8月28日の紙面をみていると、9月から小谷稔先生が選者になられると大きくのせられています。
短歌も何もしないのですが、猪股先生も存じ上げていましたし、こんどの小谷稔先生には、高校で現代国語を教えていただきました。とても心に響く授業でした。
読者から選ばれた二十首とともに、毎週一首、小谷先生の短歌が紹介されるようです。早や40年、すっかりご無沙汰しておりますが、これから紙面でお会いできることを楽しみにしたいと思っています。

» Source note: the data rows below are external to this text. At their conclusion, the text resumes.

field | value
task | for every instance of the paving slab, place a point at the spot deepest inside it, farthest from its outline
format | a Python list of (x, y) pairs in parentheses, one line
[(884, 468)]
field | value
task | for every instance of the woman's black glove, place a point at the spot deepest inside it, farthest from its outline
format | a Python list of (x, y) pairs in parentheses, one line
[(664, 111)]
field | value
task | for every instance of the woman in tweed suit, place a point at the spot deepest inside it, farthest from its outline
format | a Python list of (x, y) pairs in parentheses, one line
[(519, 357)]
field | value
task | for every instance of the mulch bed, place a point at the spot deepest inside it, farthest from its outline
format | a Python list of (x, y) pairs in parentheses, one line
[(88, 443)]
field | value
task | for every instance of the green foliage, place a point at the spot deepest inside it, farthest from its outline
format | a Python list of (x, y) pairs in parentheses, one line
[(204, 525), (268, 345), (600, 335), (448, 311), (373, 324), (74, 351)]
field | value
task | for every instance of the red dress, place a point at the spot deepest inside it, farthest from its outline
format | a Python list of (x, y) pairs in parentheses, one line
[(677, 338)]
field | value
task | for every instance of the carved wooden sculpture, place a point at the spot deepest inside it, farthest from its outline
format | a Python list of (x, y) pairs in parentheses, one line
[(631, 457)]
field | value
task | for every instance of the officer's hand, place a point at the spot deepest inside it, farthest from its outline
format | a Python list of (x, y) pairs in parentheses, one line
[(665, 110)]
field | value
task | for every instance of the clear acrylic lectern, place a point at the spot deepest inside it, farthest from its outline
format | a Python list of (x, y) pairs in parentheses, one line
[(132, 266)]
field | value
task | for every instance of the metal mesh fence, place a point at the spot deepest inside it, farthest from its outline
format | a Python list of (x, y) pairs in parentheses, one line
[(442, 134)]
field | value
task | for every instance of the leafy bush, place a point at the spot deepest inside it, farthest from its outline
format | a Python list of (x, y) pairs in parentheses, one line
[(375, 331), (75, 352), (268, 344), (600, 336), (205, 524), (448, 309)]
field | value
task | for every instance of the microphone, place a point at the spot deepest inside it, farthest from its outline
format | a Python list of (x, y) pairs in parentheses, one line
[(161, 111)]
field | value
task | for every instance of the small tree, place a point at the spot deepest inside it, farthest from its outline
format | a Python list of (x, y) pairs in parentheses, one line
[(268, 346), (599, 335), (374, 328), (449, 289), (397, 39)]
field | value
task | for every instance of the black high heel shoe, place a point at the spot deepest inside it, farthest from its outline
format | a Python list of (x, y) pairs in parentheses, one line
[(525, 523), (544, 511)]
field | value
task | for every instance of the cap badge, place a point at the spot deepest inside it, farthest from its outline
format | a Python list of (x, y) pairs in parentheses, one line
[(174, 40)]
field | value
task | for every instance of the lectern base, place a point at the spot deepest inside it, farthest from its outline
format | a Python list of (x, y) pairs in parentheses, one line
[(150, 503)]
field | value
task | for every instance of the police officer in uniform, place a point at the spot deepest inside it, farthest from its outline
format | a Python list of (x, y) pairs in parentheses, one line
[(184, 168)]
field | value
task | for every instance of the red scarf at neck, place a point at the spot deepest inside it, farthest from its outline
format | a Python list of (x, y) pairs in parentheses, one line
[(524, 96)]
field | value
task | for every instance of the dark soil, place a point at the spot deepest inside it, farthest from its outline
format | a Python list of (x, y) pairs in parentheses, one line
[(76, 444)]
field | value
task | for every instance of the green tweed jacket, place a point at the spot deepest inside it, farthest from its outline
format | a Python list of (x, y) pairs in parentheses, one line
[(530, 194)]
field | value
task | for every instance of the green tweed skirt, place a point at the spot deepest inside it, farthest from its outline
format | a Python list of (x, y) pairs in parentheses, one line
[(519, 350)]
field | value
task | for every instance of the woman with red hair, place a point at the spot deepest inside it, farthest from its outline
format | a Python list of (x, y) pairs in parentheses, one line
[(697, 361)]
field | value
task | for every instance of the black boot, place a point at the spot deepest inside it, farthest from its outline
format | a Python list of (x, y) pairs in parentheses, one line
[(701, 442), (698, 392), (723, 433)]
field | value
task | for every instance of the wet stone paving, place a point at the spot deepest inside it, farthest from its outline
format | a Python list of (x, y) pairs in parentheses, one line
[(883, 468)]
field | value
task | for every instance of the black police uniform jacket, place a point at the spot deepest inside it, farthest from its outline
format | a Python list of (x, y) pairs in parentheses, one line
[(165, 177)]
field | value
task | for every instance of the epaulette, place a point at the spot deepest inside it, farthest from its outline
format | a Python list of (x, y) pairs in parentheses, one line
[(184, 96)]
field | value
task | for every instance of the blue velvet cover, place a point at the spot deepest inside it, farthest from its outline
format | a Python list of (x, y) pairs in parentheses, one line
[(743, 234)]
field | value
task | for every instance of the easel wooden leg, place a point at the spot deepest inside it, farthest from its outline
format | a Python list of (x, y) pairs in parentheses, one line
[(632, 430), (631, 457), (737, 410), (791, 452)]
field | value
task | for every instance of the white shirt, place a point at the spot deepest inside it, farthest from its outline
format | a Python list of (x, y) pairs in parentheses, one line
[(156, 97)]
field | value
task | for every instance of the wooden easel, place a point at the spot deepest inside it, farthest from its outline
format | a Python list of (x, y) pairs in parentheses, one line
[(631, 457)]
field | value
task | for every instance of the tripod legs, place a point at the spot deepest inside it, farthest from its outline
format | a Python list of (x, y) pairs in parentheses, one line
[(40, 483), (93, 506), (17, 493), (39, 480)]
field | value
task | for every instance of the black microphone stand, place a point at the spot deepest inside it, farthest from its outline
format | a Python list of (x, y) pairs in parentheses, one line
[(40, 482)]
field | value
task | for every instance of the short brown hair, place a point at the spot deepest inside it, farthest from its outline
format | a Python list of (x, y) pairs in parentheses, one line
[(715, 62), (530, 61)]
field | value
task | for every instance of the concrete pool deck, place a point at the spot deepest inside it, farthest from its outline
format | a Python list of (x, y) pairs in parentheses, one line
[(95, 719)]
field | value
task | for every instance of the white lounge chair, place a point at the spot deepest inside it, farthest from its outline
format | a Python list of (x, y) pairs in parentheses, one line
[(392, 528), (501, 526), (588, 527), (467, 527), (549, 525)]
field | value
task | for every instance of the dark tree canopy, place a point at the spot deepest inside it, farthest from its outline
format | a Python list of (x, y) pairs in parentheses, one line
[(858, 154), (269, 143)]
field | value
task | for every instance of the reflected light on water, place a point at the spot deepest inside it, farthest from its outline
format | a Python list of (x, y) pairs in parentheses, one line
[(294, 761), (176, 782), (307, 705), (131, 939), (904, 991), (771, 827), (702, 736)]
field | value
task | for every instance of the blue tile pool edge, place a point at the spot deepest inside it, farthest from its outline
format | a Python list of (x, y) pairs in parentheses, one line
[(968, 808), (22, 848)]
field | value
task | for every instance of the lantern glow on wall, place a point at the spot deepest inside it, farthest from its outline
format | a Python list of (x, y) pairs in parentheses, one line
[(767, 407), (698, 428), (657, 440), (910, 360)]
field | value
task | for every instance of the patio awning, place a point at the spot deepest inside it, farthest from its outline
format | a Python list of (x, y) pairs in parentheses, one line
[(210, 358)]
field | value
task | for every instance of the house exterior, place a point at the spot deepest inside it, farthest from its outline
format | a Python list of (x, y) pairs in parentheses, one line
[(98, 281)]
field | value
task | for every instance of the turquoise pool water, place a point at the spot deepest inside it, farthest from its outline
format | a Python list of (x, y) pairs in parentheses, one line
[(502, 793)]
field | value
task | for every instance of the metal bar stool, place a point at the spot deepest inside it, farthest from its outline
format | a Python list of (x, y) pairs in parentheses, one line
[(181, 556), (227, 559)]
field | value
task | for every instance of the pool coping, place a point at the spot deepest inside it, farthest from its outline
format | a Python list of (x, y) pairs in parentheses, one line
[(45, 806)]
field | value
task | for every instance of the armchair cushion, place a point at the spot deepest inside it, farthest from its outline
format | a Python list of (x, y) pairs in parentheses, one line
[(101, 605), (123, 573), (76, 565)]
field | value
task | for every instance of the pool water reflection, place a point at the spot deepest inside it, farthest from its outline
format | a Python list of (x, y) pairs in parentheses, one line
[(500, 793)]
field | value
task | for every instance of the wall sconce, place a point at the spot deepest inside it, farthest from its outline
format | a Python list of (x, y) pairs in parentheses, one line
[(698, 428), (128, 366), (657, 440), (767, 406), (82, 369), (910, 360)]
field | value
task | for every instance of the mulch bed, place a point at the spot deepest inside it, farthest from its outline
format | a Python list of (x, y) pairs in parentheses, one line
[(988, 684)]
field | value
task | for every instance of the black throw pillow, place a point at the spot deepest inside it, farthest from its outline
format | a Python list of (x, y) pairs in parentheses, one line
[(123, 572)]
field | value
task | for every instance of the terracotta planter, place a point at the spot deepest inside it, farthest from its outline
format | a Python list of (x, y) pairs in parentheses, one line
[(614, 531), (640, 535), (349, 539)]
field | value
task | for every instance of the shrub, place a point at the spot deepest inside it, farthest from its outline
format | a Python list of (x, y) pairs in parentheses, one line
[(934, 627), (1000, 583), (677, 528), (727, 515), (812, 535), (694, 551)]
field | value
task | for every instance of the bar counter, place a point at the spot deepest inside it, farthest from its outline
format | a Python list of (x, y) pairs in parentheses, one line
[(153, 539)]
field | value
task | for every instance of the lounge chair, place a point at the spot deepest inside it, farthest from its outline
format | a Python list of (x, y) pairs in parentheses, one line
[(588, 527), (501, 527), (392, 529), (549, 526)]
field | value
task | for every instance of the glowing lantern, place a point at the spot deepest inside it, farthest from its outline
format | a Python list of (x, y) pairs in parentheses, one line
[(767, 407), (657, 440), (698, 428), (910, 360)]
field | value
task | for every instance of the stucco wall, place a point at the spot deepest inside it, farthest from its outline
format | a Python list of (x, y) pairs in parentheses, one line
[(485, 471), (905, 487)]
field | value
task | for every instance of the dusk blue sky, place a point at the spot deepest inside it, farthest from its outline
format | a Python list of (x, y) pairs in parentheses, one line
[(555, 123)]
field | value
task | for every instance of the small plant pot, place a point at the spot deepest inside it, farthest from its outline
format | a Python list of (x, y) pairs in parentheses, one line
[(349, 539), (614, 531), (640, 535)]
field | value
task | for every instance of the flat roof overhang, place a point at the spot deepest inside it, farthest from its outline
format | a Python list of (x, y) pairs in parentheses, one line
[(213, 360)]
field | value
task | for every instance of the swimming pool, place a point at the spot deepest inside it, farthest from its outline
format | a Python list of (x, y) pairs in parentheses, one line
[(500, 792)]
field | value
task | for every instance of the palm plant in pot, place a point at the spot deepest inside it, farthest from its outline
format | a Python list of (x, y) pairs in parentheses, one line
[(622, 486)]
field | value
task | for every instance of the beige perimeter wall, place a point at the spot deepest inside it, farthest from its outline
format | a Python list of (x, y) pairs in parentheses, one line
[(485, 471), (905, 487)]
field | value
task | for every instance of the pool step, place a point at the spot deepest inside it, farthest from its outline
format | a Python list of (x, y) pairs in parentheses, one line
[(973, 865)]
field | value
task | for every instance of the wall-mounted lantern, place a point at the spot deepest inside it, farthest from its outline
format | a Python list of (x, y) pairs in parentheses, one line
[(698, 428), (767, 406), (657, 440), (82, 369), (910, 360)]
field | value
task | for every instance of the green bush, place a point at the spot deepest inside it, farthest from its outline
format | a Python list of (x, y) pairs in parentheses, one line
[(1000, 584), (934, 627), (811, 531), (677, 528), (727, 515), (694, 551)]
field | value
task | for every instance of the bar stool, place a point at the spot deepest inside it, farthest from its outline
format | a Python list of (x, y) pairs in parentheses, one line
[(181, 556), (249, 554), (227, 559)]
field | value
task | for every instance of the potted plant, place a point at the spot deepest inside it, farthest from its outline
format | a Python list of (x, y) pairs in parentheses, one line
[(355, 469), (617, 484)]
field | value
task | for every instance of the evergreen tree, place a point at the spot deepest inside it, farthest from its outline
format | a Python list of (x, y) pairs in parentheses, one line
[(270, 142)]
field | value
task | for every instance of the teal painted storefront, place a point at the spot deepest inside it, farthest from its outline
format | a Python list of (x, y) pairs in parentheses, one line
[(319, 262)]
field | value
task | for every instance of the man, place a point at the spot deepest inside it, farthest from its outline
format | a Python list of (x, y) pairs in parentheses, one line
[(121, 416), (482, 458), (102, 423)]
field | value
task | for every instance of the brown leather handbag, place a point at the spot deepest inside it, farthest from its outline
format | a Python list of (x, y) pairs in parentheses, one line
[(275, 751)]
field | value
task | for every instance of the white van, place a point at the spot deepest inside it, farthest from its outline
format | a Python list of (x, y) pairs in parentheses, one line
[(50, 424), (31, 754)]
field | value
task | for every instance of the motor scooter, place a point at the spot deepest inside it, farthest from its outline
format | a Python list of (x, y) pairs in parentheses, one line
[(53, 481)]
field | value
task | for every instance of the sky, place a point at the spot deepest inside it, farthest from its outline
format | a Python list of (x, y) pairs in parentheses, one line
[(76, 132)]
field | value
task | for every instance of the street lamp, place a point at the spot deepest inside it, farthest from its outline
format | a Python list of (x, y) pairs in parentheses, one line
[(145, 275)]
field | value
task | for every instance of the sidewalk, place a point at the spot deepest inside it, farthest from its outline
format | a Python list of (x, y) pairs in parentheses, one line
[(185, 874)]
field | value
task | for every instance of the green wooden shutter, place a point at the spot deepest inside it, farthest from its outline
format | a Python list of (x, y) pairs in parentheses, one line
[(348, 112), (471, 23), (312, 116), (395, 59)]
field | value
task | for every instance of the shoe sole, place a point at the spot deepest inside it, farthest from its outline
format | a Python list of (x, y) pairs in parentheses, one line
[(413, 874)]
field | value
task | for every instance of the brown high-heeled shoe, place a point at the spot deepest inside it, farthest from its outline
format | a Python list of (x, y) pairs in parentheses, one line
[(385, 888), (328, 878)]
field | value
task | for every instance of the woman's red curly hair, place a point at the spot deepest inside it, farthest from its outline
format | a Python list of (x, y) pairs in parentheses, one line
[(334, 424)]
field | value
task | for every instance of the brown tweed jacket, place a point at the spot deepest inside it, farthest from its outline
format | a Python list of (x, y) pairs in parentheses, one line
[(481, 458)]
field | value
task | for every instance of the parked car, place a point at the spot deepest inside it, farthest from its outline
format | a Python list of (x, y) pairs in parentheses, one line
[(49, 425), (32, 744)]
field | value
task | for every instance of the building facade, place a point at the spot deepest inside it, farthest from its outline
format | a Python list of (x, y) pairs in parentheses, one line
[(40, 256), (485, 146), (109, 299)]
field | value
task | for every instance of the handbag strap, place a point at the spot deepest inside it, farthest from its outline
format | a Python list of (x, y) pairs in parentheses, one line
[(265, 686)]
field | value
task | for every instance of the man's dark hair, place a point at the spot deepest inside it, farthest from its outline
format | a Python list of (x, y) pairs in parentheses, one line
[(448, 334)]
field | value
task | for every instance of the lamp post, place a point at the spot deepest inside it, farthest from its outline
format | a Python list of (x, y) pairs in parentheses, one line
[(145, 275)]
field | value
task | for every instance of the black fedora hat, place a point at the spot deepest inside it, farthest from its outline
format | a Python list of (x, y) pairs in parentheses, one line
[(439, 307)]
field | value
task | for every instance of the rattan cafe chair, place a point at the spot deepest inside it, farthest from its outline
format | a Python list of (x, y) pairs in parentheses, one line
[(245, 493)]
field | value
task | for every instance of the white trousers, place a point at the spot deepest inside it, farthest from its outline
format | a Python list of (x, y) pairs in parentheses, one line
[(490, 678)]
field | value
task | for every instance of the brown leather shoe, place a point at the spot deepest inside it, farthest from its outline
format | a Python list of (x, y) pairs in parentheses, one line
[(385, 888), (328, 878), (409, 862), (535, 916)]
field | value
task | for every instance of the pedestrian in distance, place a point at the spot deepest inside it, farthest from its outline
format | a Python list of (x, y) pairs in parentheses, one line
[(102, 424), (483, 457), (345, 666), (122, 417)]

以下新聞から。(写真をクリックすると大きくなります)
{自薦5首と解説}
つひに来む別れにそなへ録音せし亡き母の声時をり笑ふ
(解説)お盆に亡き母の声をテープで聴いた。
兄逝かば廃屋とならむこの山家あはれ清すがと畳替せり
(解説)墓参の帰省、過疎の故郷は老いた兄とともに終わる。
をりをりに厨に立つはふるさとの味恋ふるなり妻には言はねど
(解説)時に厨(くりや)に立つ。この日は茗荷(みょうが)を刻んだ。
澄む空の下に垣山暮れむとし独り雲を吐く金剛の山
(解説)厳寒期、西風が上昇気流となって雲を生み続けた。
澄みに澄む天に一すぢ長く曳く雲おごそかに余光を保つ
(解説)その雲は風のない冬の夕空を荘厳(しょうごん)している。
{略歴}こたに・みのる 1928(昭和3)年、岡山県熊谷村(現・新見市)生まれ。18歳の
時に短歌結社「アララギ」入会。土屋文明氏の指導を受けるため中学教師を辞めて上
京、東京教育大学に入学。卒業後は教べんの傍ら「アララギ」選者。アララギ解散後は
「新アララギ」の創刊に参画し、同誌選者。現代歌人協会、日本文芸家協会会員、奈良産
業大学名誉教授。著書に「ふるさと」など。奈良市在住。81歳。